Si Trump denuncia a parte de la prensa como “enemigos del pueblo” es una prueba de su retórica extremista; pero basta calificar a Trump de “fascista” para tener carné de defensor de la democracia.

Haber tenido algún contacto con el embajador ruso en EE.UU., el dinámico Serguéi Kisliak, admite también diversas lecturas. Si se trataba de un candidato al gobierno de Trump, haber hablado con el embajador equivale a una reunión de compinches para sabotear la democracia, lo que le descalifica para el puesto; pero si luego resulta, como ha resultado, que también se entrevistó con destacados políticos demócratas, esto no es más que un ejemplo de relaciones habituales. Por otro lado, ¿no es normal que un embajador procure hablar con políticos de todos los lados para recabar información y saber qué opinan?

La pista de la supuesta “trama rusa” debería llevar a decisiones de Trump que favorezcan los intereses de Putin. Sin embargo, su primer presupuesto prevé un aumento del 10% en un ya abultado capítulo de Defensa, lo que no debe de haber hecho muy feliz al presidente ruso. En vez de la paloma de la paz ruso-americana, nos encontramos con un halcón que quiere que “EE.UU. vuelva a ganar guerras”.

Hasta ahora, los halcones americanos buscaban la confrontación con Rusia, mientras que la izquierda liberal subrayaba las virtudes del diálogo y la influencia del soft power.
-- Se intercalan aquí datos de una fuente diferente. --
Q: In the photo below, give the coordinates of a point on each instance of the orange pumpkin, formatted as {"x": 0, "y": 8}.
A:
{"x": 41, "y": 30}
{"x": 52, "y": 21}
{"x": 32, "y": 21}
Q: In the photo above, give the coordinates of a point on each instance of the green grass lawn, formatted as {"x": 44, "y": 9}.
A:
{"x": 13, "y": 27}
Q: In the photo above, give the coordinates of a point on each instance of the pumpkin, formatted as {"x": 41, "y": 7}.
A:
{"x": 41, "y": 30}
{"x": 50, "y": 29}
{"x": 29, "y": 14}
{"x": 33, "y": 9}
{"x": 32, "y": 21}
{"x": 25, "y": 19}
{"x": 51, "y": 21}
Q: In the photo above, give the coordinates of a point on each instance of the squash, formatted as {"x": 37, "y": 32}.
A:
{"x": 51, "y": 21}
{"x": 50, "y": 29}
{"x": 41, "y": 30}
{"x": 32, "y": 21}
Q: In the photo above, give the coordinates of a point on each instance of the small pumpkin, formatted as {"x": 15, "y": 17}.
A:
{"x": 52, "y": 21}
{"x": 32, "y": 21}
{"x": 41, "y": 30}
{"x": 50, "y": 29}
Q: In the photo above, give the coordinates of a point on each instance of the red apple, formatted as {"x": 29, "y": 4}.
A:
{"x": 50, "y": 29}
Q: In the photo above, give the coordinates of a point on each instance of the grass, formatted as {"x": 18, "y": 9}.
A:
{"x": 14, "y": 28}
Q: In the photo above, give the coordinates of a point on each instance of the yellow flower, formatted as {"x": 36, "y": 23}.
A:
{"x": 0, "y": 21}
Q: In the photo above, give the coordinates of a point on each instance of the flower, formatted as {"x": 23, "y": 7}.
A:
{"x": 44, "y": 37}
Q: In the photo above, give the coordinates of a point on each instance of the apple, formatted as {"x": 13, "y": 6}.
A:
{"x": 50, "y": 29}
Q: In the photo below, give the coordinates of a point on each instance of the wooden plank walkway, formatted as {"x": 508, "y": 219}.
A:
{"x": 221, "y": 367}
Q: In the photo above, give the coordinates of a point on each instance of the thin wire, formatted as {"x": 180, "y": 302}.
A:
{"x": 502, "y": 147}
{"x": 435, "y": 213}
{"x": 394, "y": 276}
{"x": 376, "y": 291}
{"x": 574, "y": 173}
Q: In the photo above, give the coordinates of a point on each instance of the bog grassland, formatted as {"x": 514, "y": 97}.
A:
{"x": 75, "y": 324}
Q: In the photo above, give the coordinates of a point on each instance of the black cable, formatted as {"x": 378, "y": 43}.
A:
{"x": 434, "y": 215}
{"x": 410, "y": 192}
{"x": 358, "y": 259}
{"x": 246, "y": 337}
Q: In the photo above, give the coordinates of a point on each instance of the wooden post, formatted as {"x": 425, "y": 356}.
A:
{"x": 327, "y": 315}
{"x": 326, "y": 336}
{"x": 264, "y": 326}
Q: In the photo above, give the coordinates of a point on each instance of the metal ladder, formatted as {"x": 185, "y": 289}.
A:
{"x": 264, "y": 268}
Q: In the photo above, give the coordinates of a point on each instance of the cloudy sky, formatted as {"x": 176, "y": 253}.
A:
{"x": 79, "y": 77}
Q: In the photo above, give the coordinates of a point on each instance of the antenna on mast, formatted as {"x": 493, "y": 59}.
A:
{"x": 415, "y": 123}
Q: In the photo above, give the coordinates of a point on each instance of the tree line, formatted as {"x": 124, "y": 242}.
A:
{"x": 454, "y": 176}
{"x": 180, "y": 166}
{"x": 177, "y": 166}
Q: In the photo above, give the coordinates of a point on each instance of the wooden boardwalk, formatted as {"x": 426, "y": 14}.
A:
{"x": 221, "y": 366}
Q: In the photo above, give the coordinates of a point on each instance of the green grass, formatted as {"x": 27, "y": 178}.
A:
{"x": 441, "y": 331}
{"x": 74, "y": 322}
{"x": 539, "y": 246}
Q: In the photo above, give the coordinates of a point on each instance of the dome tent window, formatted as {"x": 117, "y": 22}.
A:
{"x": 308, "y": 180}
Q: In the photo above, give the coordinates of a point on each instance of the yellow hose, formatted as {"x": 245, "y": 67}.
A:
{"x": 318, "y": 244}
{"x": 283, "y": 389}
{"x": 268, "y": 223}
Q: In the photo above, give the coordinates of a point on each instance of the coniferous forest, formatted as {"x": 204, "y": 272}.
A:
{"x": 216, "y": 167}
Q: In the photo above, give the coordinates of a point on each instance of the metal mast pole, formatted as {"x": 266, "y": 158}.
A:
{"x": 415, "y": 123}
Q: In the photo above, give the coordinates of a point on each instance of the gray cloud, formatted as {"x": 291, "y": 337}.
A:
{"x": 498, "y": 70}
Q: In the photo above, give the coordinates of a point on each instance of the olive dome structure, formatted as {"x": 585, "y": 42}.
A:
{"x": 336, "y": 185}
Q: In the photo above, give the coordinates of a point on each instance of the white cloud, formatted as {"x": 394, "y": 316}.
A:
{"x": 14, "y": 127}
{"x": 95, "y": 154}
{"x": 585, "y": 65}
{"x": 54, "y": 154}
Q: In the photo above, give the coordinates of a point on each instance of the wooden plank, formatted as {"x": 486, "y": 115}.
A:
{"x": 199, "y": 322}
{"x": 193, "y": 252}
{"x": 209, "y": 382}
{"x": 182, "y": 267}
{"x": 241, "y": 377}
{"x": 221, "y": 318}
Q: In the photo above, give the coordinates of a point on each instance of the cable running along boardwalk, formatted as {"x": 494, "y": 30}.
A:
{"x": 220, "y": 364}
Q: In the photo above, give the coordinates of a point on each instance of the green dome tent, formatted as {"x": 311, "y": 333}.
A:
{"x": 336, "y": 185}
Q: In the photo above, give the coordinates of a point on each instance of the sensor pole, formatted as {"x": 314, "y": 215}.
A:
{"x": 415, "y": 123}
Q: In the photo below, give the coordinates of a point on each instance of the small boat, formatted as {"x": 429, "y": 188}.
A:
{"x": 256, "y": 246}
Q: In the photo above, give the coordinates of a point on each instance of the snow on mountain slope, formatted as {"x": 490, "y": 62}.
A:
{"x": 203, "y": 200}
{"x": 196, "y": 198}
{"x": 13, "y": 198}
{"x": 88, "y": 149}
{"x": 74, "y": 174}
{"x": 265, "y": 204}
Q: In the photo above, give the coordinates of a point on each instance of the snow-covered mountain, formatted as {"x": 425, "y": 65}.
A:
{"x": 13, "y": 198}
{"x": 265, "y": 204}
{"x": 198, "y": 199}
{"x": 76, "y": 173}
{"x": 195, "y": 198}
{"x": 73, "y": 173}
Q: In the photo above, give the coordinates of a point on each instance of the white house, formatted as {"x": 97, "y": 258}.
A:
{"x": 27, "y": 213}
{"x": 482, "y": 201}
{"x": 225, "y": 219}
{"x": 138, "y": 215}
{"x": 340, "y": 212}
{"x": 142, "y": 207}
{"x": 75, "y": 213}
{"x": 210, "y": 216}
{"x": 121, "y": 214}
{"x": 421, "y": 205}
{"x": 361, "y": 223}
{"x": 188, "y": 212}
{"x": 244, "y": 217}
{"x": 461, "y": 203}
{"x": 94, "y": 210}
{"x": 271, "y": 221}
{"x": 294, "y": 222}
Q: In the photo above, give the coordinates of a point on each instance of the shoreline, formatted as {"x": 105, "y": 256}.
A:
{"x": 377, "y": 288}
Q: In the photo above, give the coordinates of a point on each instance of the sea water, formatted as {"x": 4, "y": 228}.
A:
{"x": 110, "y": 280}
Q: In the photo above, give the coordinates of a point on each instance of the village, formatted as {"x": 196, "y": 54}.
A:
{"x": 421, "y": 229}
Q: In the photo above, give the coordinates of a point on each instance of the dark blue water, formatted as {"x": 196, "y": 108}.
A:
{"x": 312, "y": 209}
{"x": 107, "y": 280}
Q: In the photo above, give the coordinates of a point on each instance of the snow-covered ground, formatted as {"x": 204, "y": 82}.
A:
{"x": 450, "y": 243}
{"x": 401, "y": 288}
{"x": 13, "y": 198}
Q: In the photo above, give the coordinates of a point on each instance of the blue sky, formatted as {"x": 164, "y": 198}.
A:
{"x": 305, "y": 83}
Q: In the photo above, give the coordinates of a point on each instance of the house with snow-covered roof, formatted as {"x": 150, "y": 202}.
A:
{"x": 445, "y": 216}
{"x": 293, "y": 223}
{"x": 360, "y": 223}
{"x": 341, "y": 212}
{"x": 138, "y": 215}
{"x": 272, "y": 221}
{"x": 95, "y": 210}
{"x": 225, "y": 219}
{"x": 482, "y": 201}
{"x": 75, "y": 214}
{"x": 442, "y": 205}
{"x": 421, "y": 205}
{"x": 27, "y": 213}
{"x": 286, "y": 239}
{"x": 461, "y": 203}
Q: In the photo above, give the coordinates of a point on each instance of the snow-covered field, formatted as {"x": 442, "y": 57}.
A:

En cambio, ahora parece que para los críticos de Trump, la Guerra Fría no ha terminado y cualquier entendimiento con la Rusia de Putin es anatema.

Si algo enseña el episodio del macarthismo es a no confundir los hechos con las sospechas, a no perseguir a los adversarios políticos en nombre de la seguridad nacional, y a evitar los linchamientos mediáticos que crean un clima de histeria.